Externally, the two buildings are unusually complementary in form, materials and details, the later building being a richer elaboration of the modest but fine earlier building. The 1871 building contains some fine, simple timber and brick detailing, while the 1888 interior comprises more lavish plaster and carved timber decoration. Much of the buildings remain intact in form and detail. The spatial quality of the interiors, however, has been substantially altered by the installation of the mezzanine, air conditioning ducts and new partitioning.

== Heritage listing ==
The former Fortitude Valley Methodist Church and Hall were listed on the Queensland Heritage Register on 21 October 1992 having satisfied the following criteria.

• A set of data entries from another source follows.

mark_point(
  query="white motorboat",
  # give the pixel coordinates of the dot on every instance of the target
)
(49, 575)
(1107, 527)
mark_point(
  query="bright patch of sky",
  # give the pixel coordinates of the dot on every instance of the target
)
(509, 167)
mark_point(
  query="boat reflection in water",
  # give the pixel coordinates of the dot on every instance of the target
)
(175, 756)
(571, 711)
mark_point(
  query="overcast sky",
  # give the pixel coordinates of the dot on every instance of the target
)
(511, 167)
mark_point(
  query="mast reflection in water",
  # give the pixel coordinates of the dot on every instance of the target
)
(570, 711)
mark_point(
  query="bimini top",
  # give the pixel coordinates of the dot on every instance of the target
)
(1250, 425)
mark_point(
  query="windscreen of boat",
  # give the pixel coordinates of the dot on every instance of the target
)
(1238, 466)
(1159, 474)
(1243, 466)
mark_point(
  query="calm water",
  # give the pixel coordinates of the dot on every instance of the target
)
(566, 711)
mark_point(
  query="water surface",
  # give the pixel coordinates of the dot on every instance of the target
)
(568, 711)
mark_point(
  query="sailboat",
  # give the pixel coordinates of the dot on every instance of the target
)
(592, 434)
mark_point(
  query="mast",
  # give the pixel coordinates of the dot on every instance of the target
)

The place is important in demonstrating the evolution or pattern of Queensland's history.

The church and hall are important in demonstrating the pattern of Queensland's history, providing evidence of the development and growth of the Wesleyan Church in Brisbane and as one of a group of substantial churches built in Fortitude Valley in the 1870s and 1880s, reflecting the residential growth of the Valley and adjacent suburbs in the last quarter of the 19th century.

The place is important in demonstrating the principal characteristics of a particular class of cultural places.

The 1888 building demonstrates the principal characteristics of a substantial, ornate, brick church of the late 1880s, in Brisbane.

The place is important because of its aesthetic significance.

The buildings exhibit aesthetic characteristics which are valued by the community, in particular; their aesthetic cohesion due to their complementary scale, form, detail and materials, their contribution to both the Brookes Street townscape and the precinct of Gothic-influenced church buildings which includes the Holy Trinity Church and Rectory, the modest but fine quality of the detailing of the 1871 building and the fine and elaborate quality of the crafted elements of the 1888 building, in particular the stained glass windows and ornaments to the buildings fabric in timber, stone and plaster.

The place has a strong or special association with a particular community or cultural group for social, cultural or spiritual reasons.

The church and hall have a special association as the "Mother Church" from which most of the North Brisbane Methodist churches, from Windsor to Sandgate and North Pine, devolved.

The place has a special association with the life or work of a particular person, group or organisation of importance in Queensland's history.

The church and hall have a special association with the work of the Methodist Church, in particular that of the Wesleyan Church, in Brisbane from 1870 to 1977 and with Brisbane architects James Cowlishaw and George Simkin, being examples of their ecclesiastical work.